Brute force, even though it’s gotten so fast, is still a long way away from cracking long complex passwords. That’s were word lists come in handy. It’s usually the crackers first go-to solution, slam a word list against the hash, if that doesn’t work, try rainbow tables (if they happen to have the tables for that specific hash type), and then the full on brute force. Some would say those first two steps are reversed, and it really is the choice of the the person doing it and the word lists they have to work with.

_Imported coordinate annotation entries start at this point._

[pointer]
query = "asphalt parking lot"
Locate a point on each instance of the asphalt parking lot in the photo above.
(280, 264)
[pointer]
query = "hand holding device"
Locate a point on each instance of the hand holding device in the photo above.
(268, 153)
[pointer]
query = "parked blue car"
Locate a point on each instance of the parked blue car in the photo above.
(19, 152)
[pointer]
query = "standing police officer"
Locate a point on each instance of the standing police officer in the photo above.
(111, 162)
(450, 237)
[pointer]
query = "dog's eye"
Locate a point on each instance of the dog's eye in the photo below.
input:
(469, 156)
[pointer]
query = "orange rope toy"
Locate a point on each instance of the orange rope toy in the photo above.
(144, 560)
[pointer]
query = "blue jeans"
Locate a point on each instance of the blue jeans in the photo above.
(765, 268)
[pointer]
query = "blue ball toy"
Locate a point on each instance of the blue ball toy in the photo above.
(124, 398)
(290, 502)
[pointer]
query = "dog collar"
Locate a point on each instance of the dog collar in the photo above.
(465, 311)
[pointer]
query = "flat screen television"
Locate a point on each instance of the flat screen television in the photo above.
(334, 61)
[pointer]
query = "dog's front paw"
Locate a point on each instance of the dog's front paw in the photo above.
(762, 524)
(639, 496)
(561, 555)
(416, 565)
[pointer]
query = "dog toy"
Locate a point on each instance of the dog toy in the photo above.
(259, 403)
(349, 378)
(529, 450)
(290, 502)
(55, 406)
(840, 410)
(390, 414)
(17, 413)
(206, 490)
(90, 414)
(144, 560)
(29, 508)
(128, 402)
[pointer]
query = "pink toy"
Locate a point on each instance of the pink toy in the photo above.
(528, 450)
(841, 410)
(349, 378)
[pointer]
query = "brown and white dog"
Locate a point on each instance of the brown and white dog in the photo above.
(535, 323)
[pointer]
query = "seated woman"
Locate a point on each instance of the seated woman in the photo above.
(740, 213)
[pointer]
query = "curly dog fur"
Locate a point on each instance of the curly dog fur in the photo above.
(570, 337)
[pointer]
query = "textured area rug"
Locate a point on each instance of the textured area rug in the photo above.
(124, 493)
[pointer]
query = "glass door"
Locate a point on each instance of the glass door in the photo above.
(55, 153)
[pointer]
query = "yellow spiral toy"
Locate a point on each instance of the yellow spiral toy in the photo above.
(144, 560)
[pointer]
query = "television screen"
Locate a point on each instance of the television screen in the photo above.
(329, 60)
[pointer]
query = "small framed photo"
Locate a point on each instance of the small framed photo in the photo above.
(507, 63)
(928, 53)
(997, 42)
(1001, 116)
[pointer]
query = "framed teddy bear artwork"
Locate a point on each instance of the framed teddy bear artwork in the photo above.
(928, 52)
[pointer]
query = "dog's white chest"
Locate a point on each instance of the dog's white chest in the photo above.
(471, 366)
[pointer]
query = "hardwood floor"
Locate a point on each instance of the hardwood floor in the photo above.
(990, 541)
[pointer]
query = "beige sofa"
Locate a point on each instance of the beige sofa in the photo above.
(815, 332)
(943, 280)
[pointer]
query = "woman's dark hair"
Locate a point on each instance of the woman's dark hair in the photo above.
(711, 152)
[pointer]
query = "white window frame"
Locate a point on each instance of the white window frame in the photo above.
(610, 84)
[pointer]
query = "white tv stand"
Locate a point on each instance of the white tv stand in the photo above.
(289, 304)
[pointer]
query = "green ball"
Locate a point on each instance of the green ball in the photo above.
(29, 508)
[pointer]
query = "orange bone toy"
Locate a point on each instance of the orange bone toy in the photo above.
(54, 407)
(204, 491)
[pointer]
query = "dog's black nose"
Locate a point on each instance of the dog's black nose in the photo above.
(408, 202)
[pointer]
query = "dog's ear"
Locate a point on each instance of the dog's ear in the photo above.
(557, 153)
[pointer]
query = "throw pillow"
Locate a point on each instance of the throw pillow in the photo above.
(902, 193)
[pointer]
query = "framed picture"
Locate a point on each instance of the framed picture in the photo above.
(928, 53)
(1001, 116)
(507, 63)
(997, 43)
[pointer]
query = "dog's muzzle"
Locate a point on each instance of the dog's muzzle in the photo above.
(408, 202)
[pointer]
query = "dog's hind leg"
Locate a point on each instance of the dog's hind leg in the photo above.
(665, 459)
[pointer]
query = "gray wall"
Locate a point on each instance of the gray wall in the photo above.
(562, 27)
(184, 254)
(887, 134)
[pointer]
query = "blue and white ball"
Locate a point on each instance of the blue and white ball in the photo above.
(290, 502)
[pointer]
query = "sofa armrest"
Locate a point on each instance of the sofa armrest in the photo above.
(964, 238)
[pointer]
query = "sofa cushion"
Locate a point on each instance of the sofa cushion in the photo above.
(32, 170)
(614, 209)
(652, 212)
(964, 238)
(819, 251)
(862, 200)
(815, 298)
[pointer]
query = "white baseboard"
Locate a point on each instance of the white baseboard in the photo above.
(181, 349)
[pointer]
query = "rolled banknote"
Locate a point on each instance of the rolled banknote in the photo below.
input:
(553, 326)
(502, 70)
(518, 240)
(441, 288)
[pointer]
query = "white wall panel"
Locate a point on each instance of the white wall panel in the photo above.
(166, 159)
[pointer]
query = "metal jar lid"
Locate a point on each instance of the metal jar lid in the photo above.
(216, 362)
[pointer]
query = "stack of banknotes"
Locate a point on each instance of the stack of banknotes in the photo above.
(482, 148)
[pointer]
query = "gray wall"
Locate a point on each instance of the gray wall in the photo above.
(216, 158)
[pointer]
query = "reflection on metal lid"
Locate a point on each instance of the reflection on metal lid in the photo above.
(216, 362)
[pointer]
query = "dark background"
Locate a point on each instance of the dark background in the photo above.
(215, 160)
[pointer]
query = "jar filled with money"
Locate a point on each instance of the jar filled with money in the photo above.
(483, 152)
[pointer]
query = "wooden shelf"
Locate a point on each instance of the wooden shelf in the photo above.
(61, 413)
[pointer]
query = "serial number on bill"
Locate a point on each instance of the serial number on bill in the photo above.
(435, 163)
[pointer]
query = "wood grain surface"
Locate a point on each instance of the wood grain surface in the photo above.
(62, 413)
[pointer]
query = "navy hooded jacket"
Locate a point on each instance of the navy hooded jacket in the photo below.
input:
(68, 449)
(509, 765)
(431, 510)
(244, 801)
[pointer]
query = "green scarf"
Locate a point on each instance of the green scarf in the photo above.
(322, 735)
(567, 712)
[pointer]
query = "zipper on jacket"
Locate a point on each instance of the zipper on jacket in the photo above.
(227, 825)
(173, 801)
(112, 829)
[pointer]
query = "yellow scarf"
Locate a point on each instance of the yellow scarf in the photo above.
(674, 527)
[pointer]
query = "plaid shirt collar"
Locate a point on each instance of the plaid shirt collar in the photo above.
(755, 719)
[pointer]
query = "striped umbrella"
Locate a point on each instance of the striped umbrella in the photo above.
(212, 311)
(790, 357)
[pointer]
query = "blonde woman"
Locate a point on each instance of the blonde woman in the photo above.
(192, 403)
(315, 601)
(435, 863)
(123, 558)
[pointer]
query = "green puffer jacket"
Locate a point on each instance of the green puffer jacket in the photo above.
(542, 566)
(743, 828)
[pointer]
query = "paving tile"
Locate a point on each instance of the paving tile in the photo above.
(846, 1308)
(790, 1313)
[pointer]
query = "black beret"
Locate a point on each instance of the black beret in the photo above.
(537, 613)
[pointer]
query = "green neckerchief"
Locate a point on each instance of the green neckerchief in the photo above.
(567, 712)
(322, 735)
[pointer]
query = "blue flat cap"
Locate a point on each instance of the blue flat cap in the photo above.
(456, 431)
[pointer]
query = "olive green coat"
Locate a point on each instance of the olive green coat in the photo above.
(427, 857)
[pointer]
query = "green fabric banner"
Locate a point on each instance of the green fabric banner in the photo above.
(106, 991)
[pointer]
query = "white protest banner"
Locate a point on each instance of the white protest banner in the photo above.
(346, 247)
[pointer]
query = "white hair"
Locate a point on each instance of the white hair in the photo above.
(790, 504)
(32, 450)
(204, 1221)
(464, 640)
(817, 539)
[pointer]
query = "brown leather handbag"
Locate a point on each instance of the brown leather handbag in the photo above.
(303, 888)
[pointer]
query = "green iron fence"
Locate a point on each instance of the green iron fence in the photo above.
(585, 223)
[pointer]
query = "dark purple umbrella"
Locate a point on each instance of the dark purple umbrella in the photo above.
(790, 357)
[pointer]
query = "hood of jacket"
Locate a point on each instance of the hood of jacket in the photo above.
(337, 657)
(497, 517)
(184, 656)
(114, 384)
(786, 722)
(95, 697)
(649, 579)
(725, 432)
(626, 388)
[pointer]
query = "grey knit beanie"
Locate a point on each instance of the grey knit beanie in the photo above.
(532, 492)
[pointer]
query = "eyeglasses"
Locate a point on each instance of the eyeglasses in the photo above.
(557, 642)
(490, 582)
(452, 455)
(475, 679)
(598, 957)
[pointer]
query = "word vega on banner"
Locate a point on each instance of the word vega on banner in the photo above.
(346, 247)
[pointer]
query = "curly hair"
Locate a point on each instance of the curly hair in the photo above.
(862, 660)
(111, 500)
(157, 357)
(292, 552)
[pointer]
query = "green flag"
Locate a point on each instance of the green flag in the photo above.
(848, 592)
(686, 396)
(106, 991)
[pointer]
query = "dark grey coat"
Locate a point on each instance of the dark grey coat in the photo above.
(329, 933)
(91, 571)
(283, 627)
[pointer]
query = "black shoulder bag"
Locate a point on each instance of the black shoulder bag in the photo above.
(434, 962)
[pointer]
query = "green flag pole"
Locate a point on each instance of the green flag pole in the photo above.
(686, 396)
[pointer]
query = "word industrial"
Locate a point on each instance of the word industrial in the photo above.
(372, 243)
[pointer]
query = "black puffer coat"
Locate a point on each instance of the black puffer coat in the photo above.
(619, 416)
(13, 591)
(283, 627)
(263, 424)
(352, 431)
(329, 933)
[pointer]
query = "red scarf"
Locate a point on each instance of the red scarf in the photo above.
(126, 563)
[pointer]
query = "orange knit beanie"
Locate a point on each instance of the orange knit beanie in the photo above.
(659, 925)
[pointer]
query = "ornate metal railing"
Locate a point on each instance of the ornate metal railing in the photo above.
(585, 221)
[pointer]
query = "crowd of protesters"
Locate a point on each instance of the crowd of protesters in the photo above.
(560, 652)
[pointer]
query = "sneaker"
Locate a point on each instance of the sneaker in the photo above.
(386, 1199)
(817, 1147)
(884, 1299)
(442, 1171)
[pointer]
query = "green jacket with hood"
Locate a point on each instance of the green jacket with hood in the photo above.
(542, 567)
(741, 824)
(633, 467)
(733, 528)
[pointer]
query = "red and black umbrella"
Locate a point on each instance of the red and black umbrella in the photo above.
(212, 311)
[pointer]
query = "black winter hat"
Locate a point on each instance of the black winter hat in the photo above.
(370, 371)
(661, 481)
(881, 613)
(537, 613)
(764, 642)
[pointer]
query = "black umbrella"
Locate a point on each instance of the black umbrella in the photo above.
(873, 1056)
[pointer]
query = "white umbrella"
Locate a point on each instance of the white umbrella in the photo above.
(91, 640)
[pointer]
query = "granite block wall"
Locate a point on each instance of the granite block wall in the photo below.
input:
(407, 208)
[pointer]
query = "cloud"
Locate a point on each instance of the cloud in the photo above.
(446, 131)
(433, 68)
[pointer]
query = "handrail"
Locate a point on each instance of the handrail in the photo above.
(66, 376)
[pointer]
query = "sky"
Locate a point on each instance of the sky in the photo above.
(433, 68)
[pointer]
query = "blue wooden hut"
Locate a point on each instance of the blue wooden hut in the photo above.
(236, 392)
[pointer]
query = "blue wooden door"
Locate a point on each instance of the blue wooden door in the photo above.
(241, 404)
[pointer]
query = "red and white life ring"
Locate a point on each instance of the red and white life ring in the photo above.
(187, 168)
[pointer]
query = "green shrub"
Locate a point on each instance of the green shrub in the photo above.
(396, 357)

Matt Weir and company created a cool tool that has the best of both worlds, Dictionary based Rainbow Tables with Dr-Crack, which you can find here:
http://reusablesec.googlepages.com/drcrack
But, back to the reason of this post, word lists. Where do you get them? Here are a couple of my favorite places in no particular order:
http://www.packetstormsecurity.org/Crackers/wordlists/
http://www.theargon.com/achilles/wordlists/
http://www.openwall.com/wordlists/
http://www.outpost9.com/files/WordLists.html
I like to keep 3 size word lists:
1. small and fast: usually based on the output of one of the tools i’m about to tell you about
2. medium: this is my custom list that I add passwords I find / crack and generally think are good to add. I’m pretty picky about what goes into this list
3. huge: any wordlist I come across gets added to this list, it gets sorted and uniqued and restored
Now the two tools that I like for the small list is are CeWL and wyd
CeWL – http://www.digininja.org/projects/cewl.php
Wyd – http://www.remote-exploit.org/codes_wyd.html
They have some very similar lists of features, your mileage may vary. But they basically parse files and web pages for words and generate password lists based on the words found.